В принятом здесь представлении, слой образной речи — самые глубины поэтики, на границе речи и внутреннего мира как такового. Впрочем, в иерархическом мире все очень и очень относительно: погружаясь внутрь субъекта, мы возносимся к вершинам духа... Тем не менее, в этой планетарной аналогии, поэзию мы все же разместили бы поверх земной коры — она проникает лишь в ее (естественные или искусственные) углубления. До рефлексивной мантии (понятий и категорий) пока далеко — и тем более вне досягаемости планетарное ядро, царство практического разума. Речь о внутренней речи; на образном уровне она интимнейшим образом связана с нашей повседневностью, во всех ее проявлениях. Но, в конце концов, и земная тропосфера — то где мы живем, чем дышим...
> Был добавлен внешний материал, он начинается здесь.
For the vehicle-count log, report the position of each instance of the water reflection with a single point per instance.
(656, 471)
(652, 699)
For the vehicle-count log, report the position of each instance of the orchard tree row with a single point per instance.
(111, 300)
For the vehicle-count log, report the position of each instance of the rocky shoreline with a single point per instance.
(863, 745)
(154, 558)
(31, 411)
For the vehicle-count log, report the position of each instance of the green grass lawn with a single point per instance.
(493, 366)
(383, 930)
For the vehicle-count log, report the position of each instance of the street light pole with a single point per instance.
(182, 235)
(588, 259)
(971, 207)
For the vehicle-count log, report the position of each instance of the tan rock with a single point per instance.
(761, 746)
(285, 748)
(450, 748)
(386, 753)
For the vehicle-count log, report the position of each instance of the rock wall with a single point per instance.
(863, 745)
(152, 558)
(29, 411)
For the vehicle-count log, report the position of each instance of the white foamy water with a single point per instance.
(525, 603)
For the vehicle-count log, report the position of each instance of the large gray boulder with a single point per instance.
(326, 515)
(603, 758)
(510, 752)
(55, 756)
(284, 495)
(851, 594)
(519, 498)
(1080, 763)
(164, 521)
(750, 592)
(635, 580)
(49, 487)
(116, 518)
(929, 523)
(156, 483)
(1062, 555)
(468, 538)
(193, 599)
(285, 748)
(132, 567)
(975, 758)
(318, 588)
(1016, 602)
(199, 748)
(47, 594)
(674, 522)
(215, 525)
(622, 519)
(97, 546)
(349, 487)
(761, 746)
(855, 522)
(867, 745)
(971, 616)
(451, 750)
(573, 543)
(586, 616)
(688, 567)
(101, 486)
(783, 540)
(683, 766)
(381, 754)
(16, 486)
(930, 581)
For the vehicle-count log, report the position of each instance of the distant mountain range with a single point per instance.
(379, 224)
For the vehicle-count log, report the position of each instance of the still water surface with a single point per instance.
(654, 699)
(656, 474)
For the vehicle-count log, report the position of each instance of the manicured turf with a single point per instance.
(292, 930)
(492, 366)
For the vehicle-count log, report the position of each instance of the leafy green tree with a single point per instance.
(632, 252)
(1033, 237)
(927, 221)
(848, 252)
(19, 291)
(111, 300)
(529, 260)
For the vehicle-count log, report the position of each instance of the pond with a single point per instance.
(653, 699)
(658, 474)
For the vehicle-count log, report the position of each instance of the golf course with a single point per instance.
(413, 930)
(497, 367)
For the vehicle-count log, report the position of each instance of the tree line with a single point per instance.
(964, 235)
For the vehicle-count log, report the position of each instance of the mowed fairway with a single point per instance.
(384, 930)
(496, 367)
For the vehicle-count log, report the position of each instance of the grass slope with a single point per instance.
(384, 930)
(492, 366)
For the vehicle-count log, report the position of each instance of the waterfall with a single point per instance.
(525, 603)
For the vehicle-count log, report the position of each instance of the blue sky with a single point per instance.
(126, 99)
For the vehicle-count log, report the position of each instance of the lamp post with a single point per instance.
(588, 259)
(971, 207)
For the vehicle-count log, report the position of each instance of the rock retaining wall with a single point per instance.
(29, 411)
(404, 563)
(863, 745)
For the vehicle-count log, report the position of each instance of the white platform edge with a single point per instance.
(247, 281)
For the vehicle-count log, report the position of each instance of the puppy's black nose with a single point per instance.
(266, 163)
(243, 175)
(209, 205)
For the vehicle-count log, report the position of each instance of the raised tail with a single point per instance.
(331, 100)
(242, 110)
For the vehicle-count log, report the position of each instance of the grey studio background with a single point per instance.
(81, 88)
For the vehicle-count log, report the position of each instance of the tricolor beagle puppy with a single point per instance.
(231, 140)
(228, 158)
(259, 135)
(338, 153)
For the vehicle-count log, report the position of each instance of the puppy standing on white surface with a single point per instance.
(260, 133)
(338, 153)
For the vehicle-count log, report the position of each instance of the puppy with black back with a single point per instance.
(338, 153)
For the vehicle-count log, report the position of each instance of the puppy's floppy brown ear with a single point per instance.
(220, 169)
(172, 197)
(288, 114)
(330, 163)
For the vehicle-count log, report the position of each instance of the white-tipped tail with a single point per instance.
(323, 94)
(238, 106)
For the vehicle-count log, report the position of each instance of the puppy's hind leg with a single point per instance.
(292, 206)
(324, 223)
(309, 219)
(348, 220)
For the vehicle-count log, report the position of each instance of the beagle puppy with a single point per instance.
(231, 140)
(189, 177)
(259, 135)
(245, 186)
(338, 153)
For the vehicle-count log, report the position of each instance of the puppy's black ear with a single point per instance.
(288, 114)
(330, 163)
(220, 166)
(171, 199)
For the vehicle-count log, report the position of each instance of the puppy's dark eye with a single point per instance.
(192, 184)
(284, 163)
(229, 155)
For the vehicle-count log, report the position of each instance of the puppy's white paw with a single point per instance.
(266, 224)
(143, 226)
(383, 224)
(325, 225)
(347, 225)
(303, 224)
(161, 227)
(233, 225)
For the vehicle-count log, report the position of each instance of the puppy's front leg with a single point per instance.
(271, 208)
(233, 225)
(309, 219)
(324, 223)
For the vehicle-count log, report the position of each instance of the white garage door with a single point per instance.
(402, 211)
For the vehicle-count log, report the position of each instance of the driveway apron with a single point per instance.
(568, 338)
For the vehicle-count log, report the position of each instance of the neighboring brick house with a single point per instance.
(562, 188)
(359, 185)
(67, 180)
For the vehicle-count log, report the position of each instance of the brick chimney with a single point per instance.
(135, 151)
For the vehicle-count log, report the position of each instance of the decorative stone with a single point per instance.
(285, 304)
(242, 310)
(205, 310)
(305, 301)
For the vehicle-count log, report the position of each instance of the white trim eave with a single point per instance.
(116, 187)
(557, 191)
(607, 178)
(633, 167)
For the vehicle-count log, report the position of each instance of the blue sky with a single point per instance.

Утилитарность поэтического образа приводит к отсутствию сколько-нибудь значительных теоретических расхождений — разве только само отнесение образности к ведению поэтики может вызвать сомнения: некоторые резонно полагают, что основные черты художественного образа одинаковы для всех искусств — и возможно лишь представлять его различными средствами, воплощать в разном материале. Отсюда, кстати, обычная среди великих разносторонность таланта, содружество очень разных художеств (иногда не слишком благонамеренных). Здесь я буду все же исходить из единства материала и формы, их содержательного взаимопроникновения, — от художественной задачи; поэтому образы равных искусств, при всем духовном родстве, оказываются различными. Проникновенно рассказать о любви — это одно; дать другому возможность самому себе о ней рассказать — совсем другое. И уж тем более третье — показать любовь на сцене, в камне или на холсте! Кому такая позиция не по нраву — извиняюсь за поэтический шовинизм. Мы пока не добрались до всеобщего синтеза искусств — и надо разбираться, чем они еще различны, и что из различий не только до сих пор.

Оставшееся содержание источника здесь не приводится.